Mas esta sucessão de acontecimentos é apenas o resultado de um problema mais estrutural. PPK era o sonho feito realidade dos grupos de poder econômico, um dos seus, um agente neoliberal sem pudor ou disfarces. E se ele caiu em desgraça não é apenas por causa de seus erros, mas porque os grupos de poder que o apoiaram também foram afetados. Com o escândalo da Lava-Jato, não são apenas os últimos presidentes eleitos pós-ditadura e o candidato Fujimori que estão sendo julgados por corrupção, mas também os mais destacados representantes da classe empresarial, como os representantes dos grandes aliados da construtora Odebrecht.
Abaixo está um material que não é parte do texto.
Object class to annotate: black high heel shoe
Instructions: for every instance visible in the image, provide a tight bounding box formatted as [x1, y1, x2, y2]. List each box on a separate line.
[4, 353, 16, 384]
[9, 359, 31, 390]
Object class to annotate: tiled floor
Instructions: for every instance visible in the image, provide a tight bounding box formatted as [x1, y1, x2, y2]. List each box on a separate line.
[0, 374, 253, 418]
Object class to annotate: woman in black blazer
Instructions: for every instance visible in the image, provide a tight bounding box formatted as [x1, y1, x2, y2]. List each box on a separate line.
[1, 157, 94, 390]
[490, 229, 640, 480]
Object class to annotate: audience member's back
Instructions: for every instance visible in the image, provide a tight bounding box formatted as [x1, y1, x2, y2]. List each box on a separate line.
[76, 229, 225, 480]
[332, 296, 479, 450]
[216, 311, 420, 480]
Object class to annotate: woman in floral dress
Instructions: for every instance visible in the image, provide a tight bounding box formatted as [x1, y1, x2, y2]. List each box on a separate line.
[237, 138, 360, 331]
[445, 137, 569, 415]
Praticamente toda a classe empresarial política e tradicional está envolvida. Não é apenas uma coincidência. É, antes, a prova que está subjacente a um sistema que permitiu e promoveu esta corrupção generalizada. É o sistema consagrado na Constituição Fujimori de 1993 que tem mantido a nossa democracia sequestrada pelo poder do dinheiro e das máfias.

Hoje, no Peru, temos um Estado encurralado em um papel subsidiário, sem capacidade de planejar ou regular, um mercado capturado por monopólios e oligopólios abusivos, uma mercantilização da saúde e da educação, uma precarização do emprego, um extrativismo exacerbado que manteve uma matriz primária de exportação sem diversificação da produção e com depredação da natureza. Durante anos, este sistema funcionou por meio de subornos, lobbies, financiamento milionário de campanhas eleitorais, portas giratórias e decretos de emergência. Se não mudarmos esse sistema, vamos repetir a mesma história. Na transição democrática de 2000, após a queda de Alberto Fujimori, embora os corruptos e os violadores dos direitos humanos tenham sido sancionados, foi mantido o andaime Fujimori, cujos efeitos vemos na atual crise.

Hoje, os peruanos estão ante uma nova oportunidade histórica para recuperar a democracia e colocá-la ao serviço do povo. É preciso abrir uma transição democrática que inicie essa recuperação com -pelo menos- algumas reformas no sistema eleitoral. É por isso que não podemos permitir que a página seja virada rapidamente, como afirmam aqueles que se sentem proprietários do país, para poderem continuar a fazer negócios à custa dos direitos das pessoas e preservar a sua impunidade. Nossa precária institucionalidade está quebrada e deslegitimada; não basta colocar remendos e cunhas nela. Tem de ser reconstruída sobre novas fundações. Por isso, desde a esquerda, propomos a necessidade de um novo pacto político, social e fundacional cidadão baseado na soberania, justiça, igualdade e solidariedade, uma nova Constituição para um novo Peru. É uma tarefa que requer amplo debate, mobilização e organização com protagonismo popular. Estamos nessa tarefa.